After their 12-hour overnight bus journey, the returnees, who included four Iraqi women married to Egyptian men, were met by IOM officials in Aqaba and provided with tickets for the 1.5-hour high-speed ferry trip to Nuweiba in Egypt.
On arrival in Nuweiba at 1.30 pm this afternoon, the group was met by the Egyptian authorities, who will arrange onward transport to their homes.
IOM believes that Egyptians may eventually constitute the largest group of third country nationals fleeing Iraq across the Karama border into Jordan. An IOM contingency plan, developed with the Jordanian military and the Jordanian Red Crescent, suggested that there may be as many as 50,000 Egyptians working in Iraq, many of whom may flee to Jordan, if the conflict intensifies.
Under the IOM plan, Egyptians, like other nationalities, are picked up by IOM buses at the border, provided with food and water, and moved the 50kms to the Ruweished transit camp. In the camp, they are registered and medically screened by IOM as quickly as possible, before rejoining buses to Aqaba.
The IOM buses, which have medical staff and toilets on board, travel non-stop on public and military roads to Aqaba through the night, and are accompanied by police escorts.
For other third country nationals, IOM arranges flights home from Amman. Last night at midnight the first 147 Sudanese left Amman for Khartoum aboard an IOM-chartered Royal Jordanian Airways Airbus A-320.
They included a large number of families with children and a number of students. An IOM doctor travelled with the group, which included a 7-year old boy with a broken leg and an elderly man who had suffered a stroke in Ruweished.
The departure of the Egyptians and the Sudanese from the camp, which is run by the Jordanian Red Crescent, with the support of the International Federation and IOM, leaves a population of about 300. They include 229 Sudanese, many of whom refused to fly to Sudan yesterday on the grounds that they faced persecution if they returned home.

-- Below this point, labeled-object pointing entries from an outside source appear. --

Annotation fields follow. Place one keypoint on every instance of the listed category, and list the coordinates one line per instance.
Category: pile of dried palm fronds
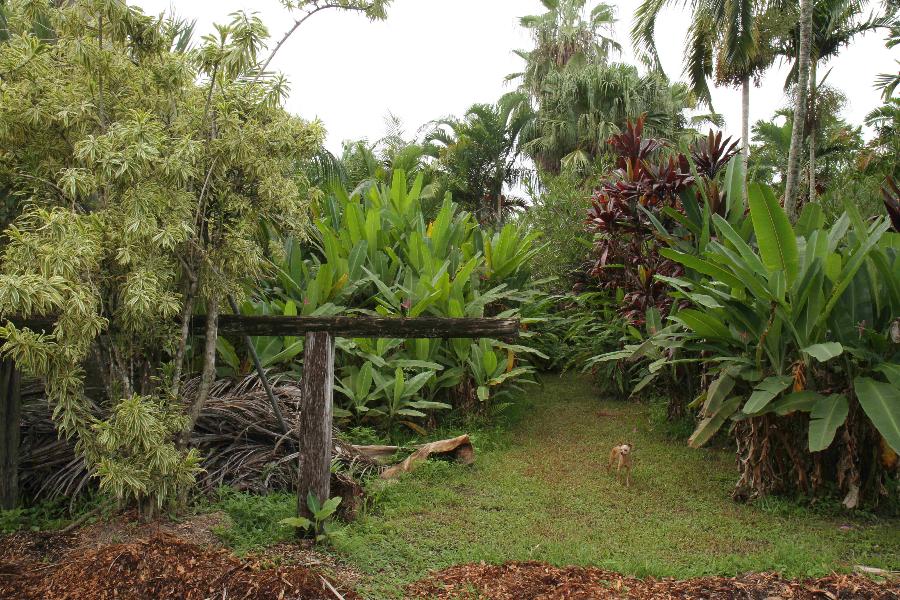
(237, 433)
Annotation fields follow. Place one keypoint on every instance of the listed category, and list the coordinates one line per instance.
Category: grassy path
(540, 492)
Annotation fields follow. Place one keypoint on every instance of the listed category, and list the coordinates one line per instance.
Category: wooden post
(315, 420)
(10, 414)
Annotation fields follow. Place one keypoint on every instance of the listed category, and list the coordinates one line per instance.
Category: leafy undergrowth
(538, 581)
(539, 492)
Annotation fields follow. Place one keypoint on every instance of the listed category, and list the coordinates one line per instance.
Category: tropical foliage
(375, 253)
(795, 328)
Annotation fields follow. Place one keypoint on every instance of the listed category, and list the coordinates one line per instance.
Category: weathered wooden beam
(316, 420)
(10, 415)
(367, 327)
(346, 327)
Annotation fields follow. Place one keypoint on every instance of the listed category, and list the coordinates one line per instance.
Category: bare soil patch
(539, 581)
(161, 567)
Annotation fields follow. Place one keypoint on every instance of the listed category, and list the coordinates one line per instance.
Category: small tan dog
(621, 456)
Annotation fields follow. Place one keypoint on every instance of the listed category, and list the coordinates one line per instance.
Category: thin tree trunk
(745, 130)
(812, 131)
(10, 413)
(315, 420)
(209, 372)
(261, 372)
(186, 312)
(803, 60)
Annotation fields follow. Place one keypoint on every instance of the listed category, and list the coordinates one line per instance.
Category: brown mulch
(161, 567)
(539, 581)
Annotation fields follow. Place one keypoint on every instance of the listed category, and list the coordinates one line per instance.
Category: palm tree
(835, 24)
(564, 35)
(581, 109)
(581, 98)
(723, 39)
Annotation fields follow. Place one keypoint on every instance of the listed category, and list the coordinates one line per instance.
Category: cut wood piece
(316, 421)
(10, 415)
(459, 448)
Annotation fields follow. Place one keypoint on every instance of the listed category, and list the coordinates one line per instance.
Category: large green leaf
(703, 266)
(766, 391)
(735, 180)
(824, 352)
(776, 239)
(710, 425)
(827, 415)
(881, 401)
(798, 401)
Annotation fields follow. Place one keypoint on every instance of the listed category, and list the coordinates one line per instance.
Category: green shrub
(254, 520)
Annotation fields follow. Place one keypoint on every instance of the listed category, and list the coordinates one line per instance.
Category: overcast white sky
(433, 58)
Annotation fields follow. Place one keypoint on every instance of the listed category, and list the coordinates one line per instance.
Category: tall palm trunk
(812, 130)
(745, 129)
(790, 189)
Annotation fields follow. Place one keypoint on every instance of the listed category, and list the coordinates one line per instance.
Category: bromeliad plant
(795, 329)
(375, 253)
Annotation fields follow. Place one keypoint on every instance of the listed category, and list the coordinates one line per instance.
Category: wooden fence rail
(317, 385)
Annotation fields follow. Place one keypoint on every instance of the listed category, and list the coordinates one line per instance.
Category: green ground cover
(539, 491)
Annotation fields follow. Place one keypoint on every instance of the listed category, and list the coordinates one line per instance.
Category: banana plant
(768, 308)
(401, 395)
(273, 351)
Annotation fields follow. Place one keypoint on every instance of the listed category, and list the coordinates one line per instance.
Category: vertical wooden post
(315, 420)
(10, 414)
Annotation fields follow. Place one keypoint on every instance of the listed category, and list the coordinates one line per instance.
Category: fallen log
(459, 449)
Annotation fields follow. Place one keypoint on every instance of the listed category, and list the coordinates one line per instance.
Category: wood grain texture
(10, 414)
(315, 420)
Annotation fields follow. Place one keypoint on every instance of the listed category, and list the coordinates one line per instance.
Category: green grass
(539, 491)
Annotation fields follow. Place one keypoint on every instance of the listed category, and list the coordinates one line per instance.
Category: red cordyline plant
(626, 247)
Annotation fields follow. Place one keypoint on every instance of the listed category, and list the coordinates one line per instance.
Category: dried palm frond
(237, 433)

The group met with the Sudanese Ambassador today and, following his assurances, agreed to return to Sudan tomorrow. They will board IOM buses to Amman tomorrow morning and fly home on a second IOM-chartered Royal Jordanian Airways flight to Khartoum tomorrow evening.
A similar problem with 40 Somalis who refuse to return home has yet to be resolved. Other nationalities represented in the camp include Yemenis, Eritreans, Malians, Chadians and one Djiboutian.
Conditions in the camp, which suffers from cold night temperatures and high winds, are extremely basic. While tents, food, water, kerosene lamps and some medical services are provided, there is still no electricity.
IOM is urgently appealing to donor governments for funds to support its work in the region. Its mandate includes transport for refugees and third country nationals to transit camps in countries bordering Iraq; repatriation for third country nationals; and coordination of relief efforts for displaced people inside Iraq as soon as access becomes possible.